#19 Irritable Bowel Syndrome-Related Neurotransmitters Transporters and Metabolism Gene Expression but Not Gut Microbiota are altered in a Rat Model of Post-Traumatic Stress Disorder
Omar Elgazzar, University of Manitoba; Nour Eissa, University of Manitoba; Laëtitia Kermarrec, University of Manitoba; Gilbert Kirouac, University of Manitoba; Jean-Eric Ghia, University of Manitoba
Irritable bowel syndrome (IBS) is a functional gastrointestinal disorder characterized by abdominal discomfort, gut microbiota dysbalance and affecting 5 million Canadians. Post-traumatic-stress disorder (PTSD) is the experience of a physical or emotional event involving intense fear leads to a strong emotional reaction. As PTSD has been identified as a potential contributing factor for the development of IBS, we hypothesized that PTSD may promote the disease. Aim: The aims of this study were to determine whether a PTSD could (1) alter the IBS-associated genes; (2) or the gut microbiota.
PTSD-model: Male rats were handled every second day for a total of 4 times before shock procedure to be given on day 1. Rats were given foot-shocks (5 × 2 s of 1.5 mA presented randomly over 2 min with an inter-shock period of 10-50 s). Non-shock rats have been placed in the chamber for the same amount of time. On day 14, all behavioral tests have been videotaped and analyzed. Sampling: Colon samples were collected from shocked and control groups then subjected to IBS-related gene expression analysis. Feces and mucosa associated microbiota (MAM) samples were collected, and the V4 region of 16s rRNA was subjected to Miseq-Illumina sequencing.

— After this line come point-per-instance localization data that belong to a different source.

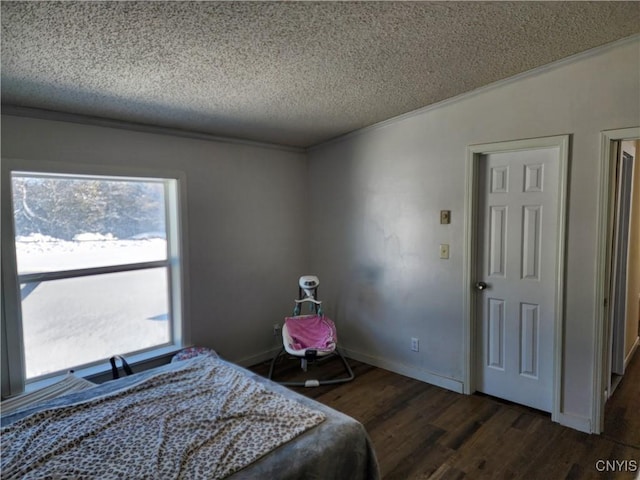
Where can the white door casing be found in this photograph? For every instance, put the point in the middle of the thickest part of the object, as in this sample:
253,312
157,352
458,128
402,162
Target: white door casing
514,242
602,303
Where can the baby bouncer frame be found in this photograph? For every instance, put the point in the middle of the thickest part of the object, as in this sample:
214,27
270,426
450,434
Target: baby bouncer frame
308,294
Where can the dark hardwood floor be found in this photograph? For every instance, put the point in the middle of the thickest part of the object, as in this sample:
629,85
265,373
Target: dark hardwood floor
420,431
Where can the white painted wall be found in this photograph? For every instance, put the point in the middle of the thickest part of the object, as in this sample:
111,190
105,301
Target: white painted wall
376,197
245,215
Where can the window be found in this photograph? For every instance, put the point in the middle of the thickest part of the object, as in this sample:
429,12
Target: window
96,269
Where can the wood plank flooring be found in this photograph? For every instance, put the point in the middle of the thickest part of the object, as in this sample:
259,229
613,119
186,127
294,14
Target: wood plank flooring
420,431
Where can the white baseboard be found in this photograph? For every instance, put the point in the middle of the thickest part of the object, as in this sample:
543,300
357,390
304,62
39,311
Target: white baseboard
418,374
631,352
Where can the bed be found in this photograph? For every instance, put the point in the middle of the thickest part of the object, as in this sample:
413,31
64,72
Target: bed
198,418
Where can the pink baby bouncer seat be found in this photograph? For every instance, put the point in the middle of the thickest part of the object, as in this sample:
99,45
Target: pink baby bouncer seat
310,337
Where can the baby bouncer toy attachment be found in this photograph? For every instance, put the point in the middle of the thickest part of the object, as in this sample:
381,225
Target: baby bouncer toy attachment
310,337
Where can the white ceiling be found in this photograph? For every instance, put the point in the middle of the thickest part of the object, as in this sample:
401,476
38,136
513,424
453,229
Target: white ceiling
290,73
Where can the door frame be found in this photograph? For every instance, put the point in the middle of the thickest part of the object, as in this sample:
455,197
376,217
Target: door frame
602,360
474,153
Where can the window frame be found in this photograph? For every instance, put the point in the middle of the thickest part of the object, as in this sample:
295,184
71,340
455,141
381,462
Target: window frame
13,370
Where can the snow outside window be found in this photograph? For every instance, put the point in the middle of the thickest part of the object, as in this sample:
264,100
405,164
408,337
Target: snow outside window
97,262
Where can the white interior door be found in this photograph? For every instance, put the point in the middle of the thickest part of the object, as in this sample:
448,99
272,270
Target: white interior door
518,213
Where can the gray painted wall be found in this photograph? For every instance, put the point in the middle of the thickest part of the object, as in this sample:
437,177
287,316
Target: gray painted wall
376,198
245,214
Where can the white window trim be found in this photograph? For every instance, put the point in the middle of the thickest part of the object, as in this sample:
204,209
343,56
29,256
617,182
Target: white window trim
12,361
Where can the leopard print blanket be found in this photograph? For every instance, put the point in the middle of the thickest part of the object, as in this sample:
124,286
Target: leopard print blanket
202,420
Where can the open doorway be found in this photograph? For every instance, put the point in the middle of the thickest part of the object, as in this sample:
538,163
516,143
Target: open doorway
625,261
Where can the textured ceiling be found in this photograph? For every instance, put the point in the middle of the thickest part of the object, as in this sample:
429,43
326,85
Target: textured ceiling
291,73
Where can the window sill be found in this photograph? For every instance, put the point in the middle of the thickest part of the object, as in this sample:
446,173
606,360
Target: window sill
102,372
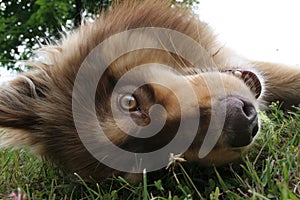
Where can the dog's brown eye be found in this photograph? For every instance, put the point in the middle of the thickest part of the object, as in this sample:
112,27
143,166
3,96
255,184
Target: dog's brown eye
128,102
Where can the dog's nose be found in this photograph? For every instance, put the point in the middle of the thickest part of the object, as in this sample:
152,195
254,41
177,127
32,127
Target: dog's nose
241,123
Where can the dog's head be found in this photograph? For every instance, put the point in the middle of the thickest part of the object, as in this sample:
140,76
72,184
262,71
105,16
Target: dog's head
134,86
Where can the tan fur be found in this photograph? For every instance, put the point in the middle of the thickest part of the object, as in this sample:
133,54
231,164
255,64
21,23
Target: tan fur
36,107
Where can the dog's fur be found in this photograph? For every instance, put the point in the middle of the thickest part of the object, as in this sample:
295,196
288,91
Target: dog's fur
36,107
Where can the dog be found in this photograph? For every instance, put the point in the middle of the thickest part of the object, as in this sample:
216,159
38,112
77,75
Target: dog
144,81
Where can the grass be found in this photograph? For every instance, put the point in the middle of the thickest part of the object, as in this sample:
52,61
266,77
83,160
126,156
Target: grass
271,170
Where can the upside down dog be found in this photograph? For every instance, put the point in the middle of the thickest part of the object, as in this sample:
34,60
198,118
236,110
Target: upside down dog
76,108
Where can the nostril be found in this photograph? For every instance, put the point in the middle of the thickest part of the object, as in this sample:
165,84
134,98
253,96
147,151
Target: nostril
241,123
249,110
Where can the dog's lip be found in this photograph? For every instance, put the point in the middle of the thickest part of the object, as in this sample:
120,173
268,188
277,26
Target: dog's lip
249,77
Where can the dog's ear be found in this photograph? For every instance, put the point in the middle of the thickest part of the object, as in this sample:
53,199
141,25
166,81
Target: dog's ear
19,99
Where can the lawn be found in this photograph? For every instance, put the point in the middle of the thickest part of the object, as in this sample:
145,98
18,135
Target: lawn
271,170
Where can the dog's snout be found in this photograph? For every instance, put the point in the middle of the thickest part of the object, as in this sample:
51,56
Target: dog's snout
241,123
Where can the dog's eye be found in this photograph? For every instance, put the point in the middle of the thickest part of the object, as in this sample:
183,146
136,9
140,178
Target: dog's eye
128,102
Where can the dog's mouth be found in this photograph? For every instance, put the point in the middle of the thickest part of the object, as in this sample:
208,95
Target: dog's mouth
249,77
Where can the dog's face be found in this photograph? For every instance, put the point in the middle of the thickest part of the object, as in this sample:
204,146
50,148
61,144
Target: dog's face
142,101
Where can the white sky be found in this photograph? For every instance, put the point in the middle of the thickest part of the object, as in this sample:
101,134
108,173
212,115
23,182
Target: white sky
267,30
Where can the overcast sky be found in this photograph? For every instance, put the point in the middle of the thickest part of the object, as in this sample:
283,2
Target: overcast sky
267,30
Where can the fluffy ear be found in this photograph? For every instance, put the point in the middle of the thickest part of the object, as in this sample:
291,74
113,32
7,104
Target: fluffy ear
18,101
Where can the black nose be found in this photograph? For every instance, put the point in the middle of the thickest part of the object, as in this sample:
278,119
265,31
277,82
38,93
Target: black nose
241,123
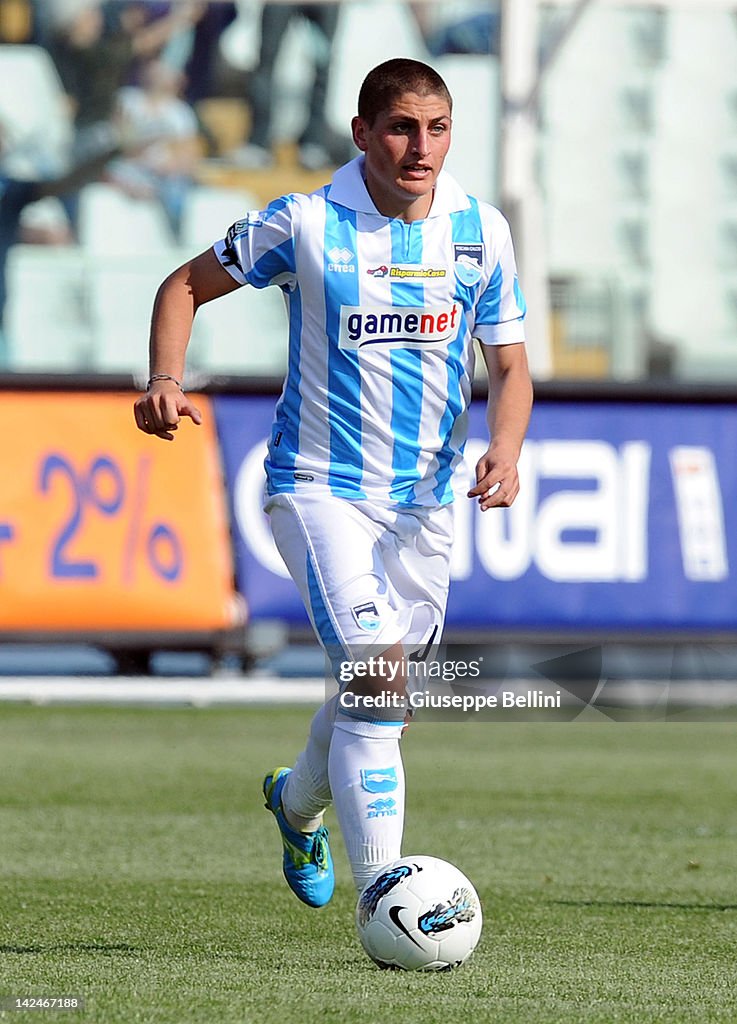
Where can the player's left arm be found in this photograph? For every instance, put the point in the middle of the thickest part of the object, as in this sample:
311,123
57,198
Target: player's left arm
510,401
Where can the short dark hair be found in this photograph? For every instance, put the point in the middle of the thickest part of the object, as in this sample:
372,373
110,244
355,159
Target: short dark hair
388,81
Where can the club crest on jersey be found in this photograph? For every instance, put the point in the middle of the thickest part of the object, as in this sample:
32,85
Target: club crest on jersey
341,260
406,272
379,779
366,616
469,263
398,327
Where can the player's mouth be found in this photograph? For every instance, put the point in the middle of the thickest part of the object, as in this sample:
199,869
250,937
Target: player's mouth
417,172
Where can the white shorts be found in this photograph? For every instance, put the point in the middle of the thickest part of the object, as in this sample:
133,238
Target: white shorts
369,576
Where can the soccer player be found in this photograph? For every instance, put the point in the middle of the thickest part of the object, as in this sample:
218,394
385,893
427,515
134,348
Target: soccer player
389,273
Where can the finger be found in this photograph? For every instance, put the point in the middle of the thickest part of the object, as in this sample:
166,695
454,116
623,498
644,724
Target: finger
501,498
485,484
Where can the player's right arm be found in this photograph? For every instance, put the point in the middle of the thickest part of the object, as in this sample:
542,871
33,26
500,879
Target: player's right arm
180,295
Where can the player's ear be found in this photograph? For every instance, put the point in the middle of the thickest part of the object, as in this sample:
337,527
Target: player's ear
359,128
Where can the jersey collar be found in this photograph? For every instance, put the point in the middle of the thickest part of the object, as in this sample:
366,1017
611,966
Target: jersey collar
348,189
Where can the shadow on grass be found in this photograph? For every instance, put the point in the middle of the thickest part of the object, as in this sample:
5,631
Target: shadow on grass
652,904
74,947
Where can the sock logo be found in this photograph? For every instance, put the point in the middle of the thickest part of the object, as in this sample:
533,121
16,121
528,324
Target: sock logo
366,615
382,808
379,779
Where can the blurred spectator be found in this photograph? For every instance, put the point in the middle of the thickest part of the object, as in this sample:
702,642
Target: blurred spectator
94,58
313,142
16,194
164,129
460,28
203,66
16,22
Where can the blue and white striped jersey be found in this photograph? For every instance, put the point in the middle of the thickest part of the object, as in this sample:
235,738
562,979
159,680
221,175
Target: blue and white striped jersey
382,314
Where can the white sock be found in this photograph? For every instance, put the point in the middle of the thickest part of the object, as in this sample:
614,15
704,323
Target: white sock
306,793
366,777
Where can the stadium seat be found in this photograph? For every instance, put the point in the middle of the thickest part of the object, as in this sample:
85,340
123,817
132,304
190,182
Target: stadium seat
473,157
47,325
209,212
34,113
111,222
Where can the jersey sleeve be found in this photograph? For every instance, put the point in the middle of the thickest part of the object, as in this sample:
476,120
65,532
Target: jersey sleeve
260,249
501,307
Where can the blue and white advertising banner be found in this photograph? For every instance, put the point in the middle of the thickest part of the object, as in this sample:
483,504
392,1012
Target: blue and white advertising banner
625,520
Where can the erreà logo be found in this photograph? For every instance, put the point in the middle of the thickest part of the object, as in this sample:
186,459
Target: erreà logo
341,259
398,327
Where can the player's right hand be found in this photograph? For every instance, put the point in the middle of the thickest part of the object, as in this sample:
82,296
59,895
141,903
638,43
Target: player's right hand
160,410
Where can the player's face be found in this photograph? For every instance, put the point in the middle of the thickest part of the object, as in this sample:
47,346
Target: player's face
404,151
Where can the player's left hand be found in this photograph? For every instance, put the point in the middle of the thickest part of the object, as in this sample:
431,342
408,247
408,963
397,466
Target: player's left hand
496,478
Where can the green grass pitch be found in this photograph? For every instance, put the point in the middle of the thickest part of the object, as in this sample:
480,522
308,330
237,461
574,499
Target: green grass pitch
139,869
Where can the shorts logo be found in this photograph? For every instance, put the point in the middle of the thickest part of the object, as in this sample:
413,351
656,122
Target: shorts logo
469,263
379,779
341,260
398,327
382,808
366,616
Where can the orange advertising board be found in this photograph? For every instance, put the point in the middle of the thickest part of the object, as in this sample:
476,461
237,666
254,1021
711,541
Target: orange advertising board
104,527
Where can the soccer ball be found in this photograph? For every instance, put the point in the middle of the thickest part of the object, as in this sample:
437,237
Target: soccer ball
420,913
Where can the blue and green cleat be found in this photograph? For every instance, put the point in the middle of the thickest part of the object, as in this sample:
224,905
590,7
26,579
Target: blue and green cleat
307,860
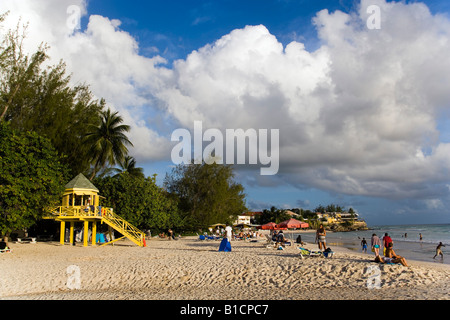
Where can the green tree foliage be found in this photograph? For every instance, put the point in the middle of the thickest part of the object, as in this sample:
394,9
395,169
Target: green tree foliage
31,178
107,141
38,98
128,165
207,194
139,201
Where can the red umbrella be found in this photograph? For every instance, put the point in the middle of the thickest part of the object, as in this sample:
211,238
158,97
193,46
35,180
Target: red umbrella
269,226
293,224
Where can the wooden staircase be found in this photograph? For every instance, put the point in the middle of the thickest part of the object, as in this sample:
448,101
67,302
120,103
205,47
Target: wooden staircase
122,226
104,215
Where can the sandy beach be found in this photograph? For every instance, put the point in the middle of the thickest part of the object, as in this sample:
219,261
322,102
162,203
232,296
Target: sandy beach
190,269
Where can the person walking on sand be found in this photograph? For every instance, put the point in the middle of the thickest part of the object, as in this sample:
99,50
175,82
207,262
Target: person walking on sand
439,250
386,241
364,245
320,235
392,257
375,243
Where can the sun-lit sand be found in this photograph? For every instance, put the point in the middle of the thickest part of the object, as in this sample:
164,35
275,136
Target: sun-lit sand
190,269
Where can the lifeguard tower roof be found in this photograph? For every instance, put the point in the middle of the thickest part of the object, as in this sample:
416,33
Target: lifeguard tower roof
81,182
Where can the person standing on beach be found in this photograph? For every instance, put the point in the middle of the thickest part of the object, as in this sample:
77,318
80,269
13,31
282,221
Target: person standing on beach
386,241
439,250
375,243
320,235
364,245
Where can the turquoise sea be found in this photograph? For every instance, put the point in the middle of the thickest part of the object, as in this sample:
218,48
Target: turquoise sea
406,240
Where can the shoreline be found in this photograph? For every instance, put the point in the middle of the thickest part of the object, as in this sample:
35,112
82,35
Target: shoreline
190,269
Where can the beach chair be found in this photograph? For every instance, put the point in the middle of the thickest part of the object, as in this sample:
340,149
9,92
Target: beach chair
308,253
269,242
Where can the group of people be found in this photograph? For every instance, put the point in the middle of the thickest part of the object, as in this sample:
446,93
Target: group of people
280,239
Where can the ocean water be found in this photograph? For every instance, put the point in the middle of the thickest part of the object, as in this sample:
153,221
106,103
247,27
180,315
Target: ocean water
408,246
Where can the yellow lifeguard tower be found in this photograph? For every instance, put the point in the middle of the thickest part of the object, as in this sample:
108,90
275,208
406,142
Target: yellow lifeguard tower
81,203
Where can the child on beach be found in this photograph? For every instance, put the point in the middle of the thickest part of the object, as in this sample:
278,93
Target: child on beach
375,243
392,257
320,237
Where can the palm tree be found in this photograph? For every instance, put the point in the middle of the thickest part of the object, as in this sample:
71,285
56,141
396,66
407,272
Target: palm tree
107,142
128,166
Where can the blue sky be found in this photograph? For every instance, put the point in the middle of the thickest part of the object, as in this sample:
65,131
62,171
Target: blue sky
364,115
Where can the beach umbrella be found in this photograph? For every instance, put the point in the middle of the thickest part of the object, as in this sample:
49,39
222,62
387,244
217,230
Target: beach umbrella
218,225
290,224
269,226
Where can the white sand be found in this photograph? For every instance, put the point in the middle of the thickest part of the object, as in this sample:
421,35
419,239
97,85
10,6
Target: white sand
189,269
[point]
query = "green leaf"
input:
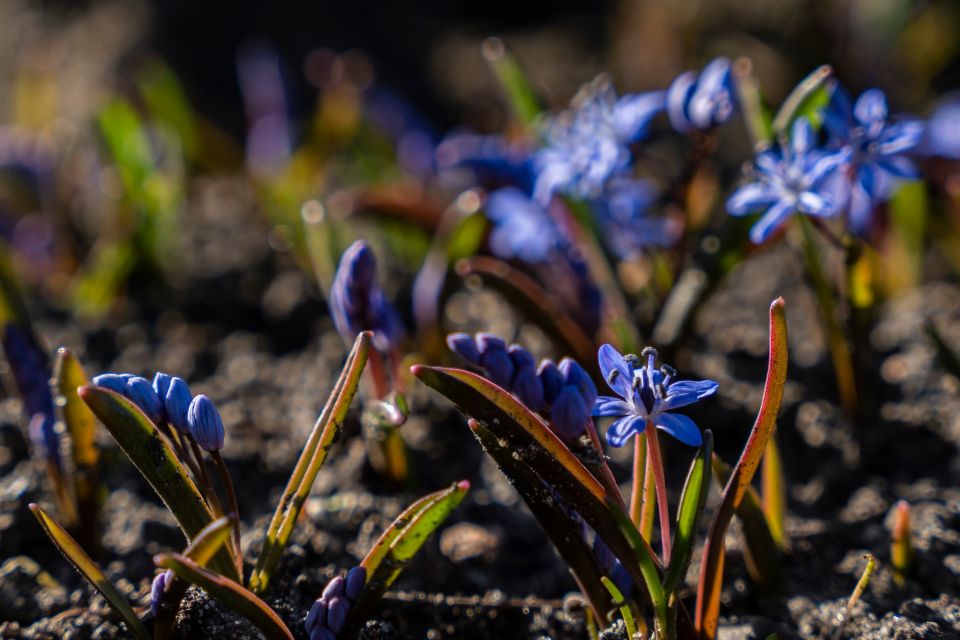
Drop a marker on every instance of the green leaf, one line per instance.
(89, 570)
(806, 99)
(532, 443)
(228, 593)
(711, 566)
(537, 305)
(156, 461)
(325, 433)
(556, 521)
(397, 545)
(760, 551)
(513, 81)
(692, 500)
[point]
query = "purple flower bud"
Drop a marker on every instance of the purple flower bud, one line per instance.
(112, 381)
(337, 610)
(317, 616)
(177, 403)
(141, 393)
(552, 380)
(206, 425)
(355, 580)
(333, 588)
(569, 413)
(574, 374)
(464, 346)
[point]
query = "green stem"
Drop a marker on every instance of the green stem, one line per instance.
(836, 339)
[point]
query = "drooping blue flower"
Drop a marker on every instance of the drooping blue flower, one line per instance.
(701, 102)
(791, 178)
(356, 301)
(878, 148)
(589, 144)
(206, 425)
(647, 395)
(177, 404)
(522, 228)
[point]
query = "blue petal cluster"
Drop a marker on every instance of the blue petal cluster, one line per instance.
(877, 149)
(792, 177)
(167, 399)
(647, 395)
(564, 393)
(701, 102)
(589, 144)
(329, 612)
(356, 301)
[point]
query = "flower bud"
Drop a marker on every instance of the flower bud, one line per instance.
(141, 393)
(177, 404)
(206, 425)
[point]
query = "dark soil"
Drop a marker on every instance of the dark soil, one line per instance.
(247, 327)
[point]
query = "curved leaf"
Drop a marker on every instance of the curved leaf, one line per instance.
(711, 567)
(156, 461)
(397, 545)
(228, 593)
(89, 570)
(324, 434)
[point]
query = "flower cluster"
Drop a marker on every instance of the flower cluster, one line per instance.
(701, 102)
(647, 395)
(168, 401)
(562, 392)
(329, 612)
(356, 301)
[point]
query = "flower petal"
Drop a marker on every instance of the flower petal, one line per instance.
(621, 430)
(609, 406)
(680, 427)
(617, 373)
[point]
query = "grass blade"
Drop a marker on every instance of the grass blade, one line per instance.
(711, 567)
(324, 434)
(692, 500)
(89, 570)
(156, 461)
(227, 592)
(398, 544)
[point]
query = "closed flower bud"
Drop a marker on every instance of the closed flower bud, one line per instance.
(574, 374)
(355, 580)
(206, 425)
(552, 380)
(569, 413)
(333, 588)
(463, 345)
(141, 393)
(177, 403)
(317, 616)
(337, 609)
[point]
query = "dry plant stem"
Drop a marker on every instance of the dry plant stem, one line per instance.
(234, 508)
(653, 453)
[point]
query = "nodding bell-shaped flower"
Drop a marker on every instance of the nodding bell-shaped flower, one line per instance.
(139, 391)
(206, 425)
(177, 403)
(647, 394)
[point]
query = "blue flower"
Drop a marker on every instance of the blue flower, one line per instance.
(206, 425)
(877, 148)
(522, 228)
(356, 301)
(588, 144)
(791, 178)
(647, 395)
(699, 103)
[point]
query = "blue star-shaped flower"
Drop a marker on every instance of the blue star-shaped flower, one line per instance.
(588, 144)
(793, 177)
(647, 394)
(877, 148)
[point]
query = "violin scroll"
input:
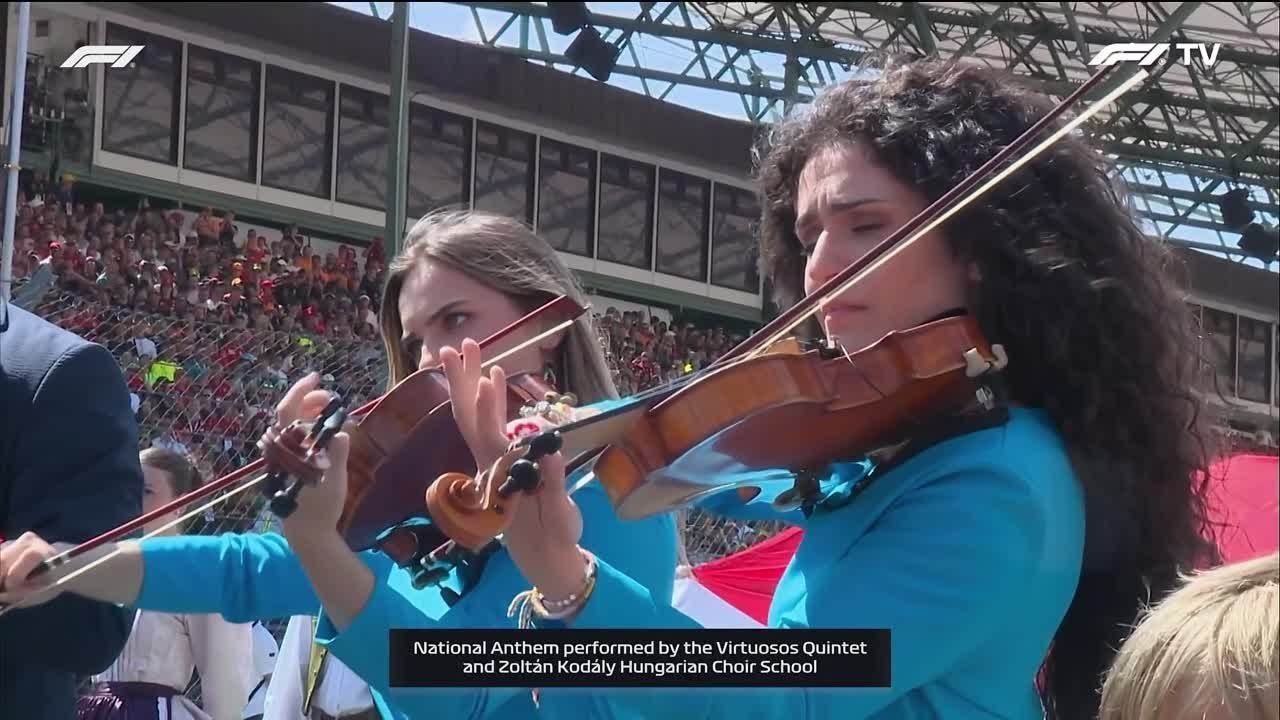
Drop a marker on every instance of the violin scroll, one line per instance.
(293, 452)
(472, 511)
(475, 511)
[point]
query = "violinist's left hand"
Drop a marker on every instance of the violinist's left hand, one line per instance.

PTSD resulted in a decrease in colonic gene expression of neurotransmitter transporters (neuropeptide S receptor-1 (Npsr1), serotonin transporter (Sert)), and an increase in neurotransmitter metabolism markers (sodium voltage gated channel alpha subunit 5 (Scn5a), fatty acid amide hydrolase (Faah)). Conversely, the inflammatory markers (Tumor necrosis factor-(Tnf)a, Interleukin-(Il)-10, Toll-like receptor (Tlr)9 and receptors (Adrenoceptor-Alpha-2C (Adra2c), Koltho-Beta (Klb), KDEL-Receptor-2 (Kdelr2)) did not show any changes. PTSD did not show a significant effect at the phylum or genus levels in both fecal and MAM.
PTSD can contribute to the pathogenesis of IBS through alteration of the neurotransmitters transporters/metabolism genes without modifying inflammatory mediators or gut microbiota.